The four-page enforcement order release offers several key lessons:
Compliance control breakdowns at Payoneer included:
- weak algorithms that allowed close matches to the SDN list to go unflagged by its filter
- failure to screen for bank BIC codes even when that information was part of the SDN list entries
- when backlogs occurred, flagged payments were released without manual review
- lack of focus on monitoring IP addresses in sanctioned locations
Aggravating factors:
- the compliance deficiencies persisted for a number of years
- Payoneer had information in its possession that should have revealed the locations in sanctions jurisdictions (IP addresses, billing addresses, identification, etc.)
- violations of six sanctions programs
Mitigating factors:
- self-disclosure and cooperation
- no previous penalties in the preceding five years
- comprehensive remediation efforts including a new CCO, enhanced screening software, screening of IP addresses, billing addresses and other identifying information for account holders, rule enhancements to stop payments with identifying factors in sanctions jurisdictions
Once again, through this settlement, OFAC specifically notes that money service businesses should develop an OFAC compliance program and refers to the OFAC Framework for Compliance Guidance issued in May 2019.
What is particularly noteworthy is that Payoneer had policies in place, but still fell short.

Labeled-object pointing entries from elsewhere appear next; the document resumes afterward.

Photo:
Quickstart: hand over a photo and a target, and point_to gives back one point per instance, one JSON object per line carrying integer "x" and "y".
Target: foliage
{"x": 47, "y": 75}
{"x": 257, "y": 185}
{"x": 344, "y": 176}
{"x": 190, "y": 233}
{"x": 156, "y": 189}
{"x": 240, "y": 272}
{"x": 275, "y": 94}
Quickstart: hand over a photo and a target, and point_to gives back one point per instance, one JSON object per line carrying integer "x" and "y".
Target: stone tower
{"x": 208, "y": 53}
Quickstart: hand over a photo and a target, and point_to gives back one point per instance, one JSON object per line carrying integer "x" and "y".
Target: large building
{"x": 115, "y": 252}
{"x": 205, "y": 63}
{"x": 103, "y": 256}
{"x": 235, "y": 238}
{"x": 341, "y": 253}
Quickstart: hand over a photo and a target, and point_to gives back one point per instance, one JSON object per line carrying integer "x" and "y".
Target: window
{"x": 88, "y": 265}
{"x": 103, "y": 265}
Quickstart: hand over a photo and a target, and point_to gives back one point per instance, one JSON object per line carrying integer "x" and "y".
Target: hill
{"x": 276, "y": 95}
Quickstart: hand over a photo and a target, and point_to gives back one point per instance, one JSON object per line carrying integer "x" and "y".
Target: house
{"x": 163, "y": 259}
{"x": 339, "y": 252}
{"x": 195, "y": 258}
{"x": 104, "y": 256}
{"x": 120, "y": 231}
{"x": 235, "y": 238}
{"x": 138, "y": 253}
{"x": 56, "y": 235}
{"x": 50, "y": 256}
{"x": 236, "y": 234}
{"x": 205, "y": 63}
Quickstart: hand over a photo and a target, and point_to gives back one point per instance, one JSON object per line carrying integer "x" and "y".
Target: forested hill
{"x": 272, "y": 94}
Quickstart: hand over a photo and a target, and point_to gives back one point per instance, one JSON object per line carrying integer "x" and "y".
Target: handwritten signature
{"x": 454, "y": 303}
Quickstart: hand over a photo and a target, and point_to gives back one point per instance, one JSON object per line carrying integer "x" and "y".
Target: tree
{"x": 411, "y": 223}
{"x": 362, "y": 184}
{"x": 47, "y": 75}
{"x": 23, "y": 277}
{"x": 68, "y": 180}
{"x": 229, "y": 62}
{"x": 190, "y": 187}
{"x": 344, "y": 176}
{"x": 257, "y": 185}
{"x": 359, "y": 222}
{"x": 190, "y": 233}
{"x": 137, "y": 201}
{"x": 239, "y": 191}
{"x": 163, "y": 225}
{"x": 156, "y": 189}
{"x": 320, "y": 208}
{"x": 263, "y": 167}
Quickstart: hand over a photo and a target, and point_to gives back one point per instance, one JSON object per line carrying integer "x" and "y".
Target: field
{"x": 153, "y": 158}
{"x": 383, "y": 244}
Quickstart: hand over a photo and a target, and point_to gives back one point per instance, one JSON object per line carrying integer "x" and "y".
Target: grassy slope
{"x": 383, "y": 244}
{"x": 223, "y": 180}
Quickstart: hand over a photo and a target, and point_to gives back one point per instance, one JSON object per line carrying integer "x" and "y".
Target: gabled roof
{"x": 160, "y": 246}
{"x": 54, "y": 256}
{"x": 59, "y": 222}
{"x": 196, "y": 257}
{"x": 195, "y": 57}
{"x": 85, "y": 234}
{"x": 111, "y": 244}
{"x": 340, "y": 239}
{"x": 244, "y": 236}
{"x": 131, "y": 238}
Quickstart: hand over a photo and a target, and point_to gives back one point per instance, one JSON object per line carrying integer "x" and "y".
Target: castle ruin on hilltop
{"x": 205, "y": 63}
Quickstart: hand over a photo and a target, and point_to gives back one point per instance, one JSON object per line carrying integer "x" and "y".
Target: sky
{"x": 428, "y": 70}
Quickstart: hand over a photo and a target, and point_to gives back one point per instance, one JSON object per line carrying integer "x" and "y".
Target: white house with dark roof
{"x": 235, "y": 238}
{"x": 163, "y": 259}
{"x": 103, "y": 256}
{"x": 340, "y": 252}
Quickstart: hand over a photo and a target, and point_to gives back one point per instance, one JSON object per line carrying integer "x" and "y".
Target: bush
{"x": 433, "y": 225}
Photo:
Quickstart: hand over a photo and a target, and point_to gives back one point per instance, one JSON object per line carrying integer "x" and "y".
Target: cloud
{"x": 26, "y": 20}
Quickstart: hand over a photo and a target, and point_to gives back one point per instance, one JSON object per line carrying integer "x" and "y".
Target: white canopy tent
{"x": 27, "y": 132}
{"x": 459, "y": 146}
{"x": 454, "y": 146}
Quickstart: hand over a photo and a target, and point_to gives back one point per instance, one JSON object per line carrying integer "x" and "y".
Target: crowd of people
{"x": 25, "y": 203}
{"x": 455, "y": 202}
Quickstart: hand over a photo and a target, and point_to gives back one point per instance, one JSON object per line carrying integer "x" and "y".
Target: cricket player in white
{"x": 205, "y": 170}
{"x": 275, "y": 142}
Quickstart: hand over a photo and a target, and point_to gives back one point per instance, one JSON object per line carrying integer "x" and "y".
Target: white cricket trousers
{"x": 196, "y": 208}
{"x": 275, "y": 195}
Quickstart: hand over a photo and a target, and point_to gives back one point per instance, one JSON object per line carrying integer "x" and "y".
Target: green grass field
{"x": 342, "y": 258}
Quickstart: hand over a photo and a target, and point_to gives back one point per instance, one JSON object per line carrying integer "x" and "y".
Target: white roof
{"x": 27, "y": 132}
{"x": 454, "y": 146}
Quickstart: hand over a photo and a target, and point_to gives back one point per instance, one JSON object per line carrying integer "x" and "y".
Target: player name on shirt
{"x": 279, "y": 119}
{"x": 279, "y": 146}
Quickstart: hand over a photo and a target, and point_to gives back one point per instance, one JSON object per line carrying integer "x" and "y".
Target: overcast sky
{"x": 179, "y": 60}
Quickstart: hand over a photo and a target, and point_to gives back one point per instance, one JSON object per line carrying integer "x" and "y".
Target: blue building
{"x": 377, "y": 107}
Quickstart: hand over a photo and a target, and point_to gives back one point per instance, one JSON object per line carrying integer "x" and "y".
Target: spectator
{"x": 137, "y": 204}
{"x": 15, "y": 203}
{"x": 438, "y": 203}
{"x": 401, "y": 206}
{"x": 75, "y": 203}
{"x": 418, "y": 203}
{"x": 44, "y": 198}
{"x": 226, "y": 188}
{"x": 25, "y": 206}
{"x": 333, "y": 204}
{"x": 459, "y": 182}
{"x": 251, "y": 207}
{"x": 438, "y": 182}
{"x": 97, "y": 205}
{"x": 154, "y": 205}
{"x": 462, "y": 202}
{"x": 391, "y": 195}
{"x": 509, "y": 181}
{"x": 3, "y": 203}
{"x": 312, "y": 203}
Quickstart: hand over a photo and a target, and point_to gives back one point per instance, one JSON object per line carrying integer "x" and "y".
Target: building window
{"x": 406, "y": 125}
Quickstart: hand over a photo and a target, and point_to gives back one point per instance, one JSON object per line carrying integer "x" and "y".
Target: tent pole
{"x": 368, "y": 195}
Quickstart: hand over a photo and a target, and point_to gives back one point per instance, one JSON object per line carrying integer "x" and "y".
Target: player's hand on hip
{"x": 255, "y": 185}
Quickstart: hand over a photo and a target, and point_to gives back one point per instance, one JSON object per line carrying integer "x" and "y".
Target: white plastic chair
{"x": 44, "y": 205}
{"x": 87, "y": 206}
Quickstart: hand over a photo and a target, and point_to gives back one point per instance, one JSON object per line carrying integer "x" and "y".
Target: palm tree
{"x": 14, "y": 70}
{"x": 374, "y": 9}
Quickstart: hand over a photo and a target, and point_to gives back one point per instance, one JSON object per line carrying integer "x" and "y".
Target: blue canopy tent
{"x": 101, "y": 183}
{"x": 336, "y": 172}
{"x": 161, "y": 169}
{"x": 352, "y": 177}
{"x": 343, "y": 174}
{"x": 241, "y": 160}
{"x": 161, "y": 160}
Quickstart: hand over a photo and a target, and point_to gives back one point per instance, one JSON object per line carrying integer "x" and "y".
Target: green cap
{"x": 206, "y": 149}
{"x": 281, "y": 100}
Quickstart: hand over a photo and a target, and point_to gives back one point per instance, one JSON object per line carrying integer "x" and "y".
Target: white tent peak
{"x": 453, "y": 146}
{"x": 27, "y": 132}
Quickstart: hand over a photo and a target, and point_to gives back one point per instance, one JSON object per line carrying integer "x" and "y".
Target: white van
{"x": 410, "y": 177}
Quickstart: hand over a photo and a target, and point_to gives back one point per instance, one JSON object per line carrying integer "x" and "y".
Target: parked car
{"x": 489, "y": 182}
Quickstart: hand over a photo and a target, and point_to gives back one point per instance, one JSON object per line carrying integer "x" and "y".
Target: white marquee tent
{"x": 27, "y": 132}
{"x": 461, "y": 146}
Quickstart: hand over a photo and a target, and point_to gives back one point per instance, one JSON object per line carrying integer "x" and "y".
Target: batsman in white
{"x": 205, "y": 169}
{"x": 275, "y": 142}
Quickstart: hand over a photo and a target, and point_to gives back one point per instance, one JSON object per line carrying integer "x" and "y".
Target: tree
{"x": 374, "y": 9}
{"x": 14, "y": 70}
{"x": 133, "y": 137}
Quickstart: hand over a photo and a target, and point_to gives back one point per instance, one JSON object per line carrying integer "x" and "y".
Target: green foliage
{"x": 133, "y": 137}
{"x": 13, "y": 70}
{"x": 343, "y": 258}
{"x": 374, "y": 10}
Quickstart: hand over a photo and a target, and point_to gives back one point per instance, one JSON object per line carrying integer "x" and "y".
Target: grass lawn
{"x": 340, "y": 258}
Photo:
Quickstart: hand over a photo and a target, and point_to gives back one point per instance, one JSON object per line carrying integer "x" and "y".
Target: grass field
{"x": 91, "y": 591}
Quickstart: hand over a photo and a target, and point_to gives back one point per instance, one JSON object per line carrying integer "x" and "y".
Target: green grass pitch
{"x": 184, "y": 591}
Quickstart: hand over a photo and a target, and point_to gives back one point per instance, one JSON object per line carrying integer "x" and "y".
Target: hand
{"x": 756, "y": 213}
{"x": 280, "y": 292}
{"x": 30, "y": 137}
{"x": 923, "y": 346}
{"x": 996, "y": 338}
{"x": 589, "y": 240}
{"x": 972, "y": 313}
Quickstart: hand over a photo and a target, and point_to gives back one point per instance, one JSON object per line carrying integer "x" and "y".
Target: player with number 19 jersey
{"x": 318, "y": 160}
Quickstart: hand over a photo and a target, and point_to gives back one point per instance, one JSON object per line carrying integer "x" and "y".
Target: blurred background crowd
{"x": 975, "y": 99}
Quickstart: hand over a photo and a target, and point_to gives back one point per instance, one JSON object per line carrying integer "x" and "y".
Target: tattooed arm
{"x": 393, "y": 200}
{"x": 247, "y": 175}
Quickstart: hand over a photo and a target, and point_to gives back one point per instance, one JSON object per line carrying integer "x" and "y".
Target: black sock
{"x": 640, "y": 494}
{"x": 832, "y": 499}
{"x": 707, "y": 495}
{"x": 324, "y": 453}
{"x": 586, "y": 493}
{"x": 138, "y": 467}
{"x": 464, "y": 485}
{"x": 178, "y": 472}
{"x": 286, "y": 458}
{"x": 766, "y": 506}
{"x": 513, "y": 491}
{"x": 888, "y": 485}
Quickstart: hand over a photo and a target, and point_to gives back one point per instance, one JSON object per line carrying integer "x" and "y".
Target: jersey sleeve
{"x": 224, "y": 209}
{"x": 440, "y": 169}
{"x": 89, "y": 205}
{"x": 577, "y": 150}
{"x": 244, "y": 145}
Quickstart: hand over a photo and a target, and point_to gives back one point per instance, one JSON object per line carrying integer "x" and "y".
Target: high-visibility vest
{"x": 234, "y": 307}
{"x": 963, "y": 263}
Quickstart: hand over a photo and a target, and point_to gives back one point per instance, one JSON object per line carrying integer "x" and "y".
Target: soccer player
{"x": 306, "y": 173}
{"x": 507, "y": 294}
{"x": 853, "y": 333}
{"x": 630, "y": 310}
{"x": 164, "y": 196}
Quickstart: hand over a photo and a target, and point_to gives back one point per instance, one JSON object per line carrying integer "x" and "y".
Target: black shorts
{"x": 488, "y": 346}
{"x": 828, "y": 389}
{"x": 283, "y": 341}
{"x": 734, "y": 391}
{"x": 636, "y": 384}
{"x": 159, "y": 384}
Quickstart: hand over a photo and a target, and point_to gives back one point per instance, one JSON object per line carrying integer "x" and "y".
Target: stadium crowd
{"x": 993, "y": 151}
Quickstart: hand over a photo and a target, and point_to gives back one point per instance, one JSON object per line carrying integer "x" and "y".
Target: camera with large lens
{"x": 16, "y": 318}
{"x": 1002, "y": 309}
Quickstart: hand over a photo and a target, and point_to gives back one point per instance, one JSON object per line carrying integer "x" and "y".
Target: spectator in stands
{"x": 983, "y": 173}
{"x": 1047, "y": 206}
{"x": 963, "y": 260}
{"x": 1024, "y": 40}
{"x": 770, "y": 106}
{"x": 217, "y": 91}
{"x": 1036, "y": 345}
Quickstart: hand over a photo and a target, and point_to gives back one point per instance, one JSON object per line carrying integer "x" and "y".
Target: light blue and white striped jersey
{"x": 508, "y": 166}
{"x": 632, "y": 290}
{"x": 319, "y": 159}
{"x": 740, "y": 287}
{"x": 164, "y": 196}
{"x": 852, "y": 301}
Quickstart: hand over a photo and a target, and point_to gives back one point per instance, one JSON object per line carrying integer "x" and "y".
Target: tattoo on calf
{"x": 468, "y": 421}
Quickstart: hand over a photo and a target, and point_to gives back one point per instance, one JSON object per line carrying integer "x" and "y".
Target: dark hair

What went wrong? The key deficiencies were in screening, testing, auditing and transaction review procedures which goes to prove that even the best compliance procedures need constant testing.
Test, Test, Test
Now is the time to review your organization’s OFAC compliance program and procedures. It is imperative that you can confidently answer the following questions:
- Are you regularly testing your sanctions program?
- Have you conducted a sample lookback of transactions or audited your escalation procedures?
- How are your sanctions filters set?
- Are you capturing IP addresses?
- Are you screening for IP addresses?
- What is your policy for customer use of VPNs or other anonymizing tools?
- How do you handle a backlog?
If you can’t answer these questions, then take action to get the answers. If you don’t have the bandwidth to conduct such testing, engage an outside expert to help. In the long run, testing can help you keep from running afoul of regulations and the potential for costly fines.